We took it in and set up the table and everything. I told him
specifically, very pointedly and said “Make sure you don’t lose those
little rubber pieces.” We’re carrying everything in and he carried that
pedestal base in, and got that in, and we took the glass top and the
last thing I did, and we set it up on top of that pedestal and we could
see when we put it down that “Jerry, one of those pieces is missing.”
“Oh, I must have dropped that coming in.”
So we’re looking for it now. I said, “Gotta be here somewhere.” So we
looked all over his house and we looked outside in the yard. The grass
was thick outside. We looked in the van. We couldn’t find it. We looked
everywhere. It was getting dark and we couldn’t find it so we stepped
inside the house and I’m talking to him and I asked him, (You know, a
good thing to do, especially if you’re a preacher, is great to ask
people what they do because they may usually ask you what you do; so
you’re setting them up.) “Hey Jerry, what do you do?” He told me what
he did and he said, “What do you do?” “Glad you asked!” and so I told
him what I did and I had opportunity to share the gospel.
So, I’m sharing the gospel with Jerry. He didn’t trust Christ that
night but I had great opportunity; in fact I had a couple of follow up
contacts with him and invited him to other things; just had the
opportunity to share the gospel with Jerry.
Well, we’re walking out and I said, “Jerry, I feel terrible that you
lost that little piece.” We’re actually outside of his house now and
I’m standing in his front yard. I said, “Jerry, I really feel bad that
you lost that little piece.” He said, “It’s ok but I don’t know where
it is. I don’t think even your God can find it.”
Do you ever breathe those immediate little prayers? Nehemiah prayed one
of those prayers. The king said, “What do you want?” He said, “I prayed
to the God of heaven and I said to the king.” It’s just all at once.
Jerry said, “Oh…Don’t worry about it. I don’t even think your God can find it.
“Oh Lord, help me find it.” “Hmm. Hey Jerry, look at what my God can do.”
Jerry said, “Oh that sends chills up my back!”
Though it’s not supernatural, but it sure is fitting for God. Don’t you
believe that there’s nothing that your God can’t do supernaturally?

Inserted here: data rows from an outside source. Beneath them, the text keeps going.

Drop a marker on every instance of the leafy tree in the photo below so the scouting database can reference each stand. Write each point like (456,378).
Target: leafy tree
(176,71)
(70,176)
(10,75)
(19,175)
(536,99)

Is God drying up one of your brooks? He’s not unknowing about what He
is doing. Do you know what He may be doing? He may be preparing you for
a Mount Carmel experience. If you’ll trust Him in the brook Cherith,
let Him lead you to Zarephath, you may be one day standing on top of
Mount Carmel and calling down fire from heaven, because you were
faithful when He moved you from the brook. What do you do when the
brook dries up? Trust the God who led you there in the 1st place, that
He’ll lead you faithfully to the next place.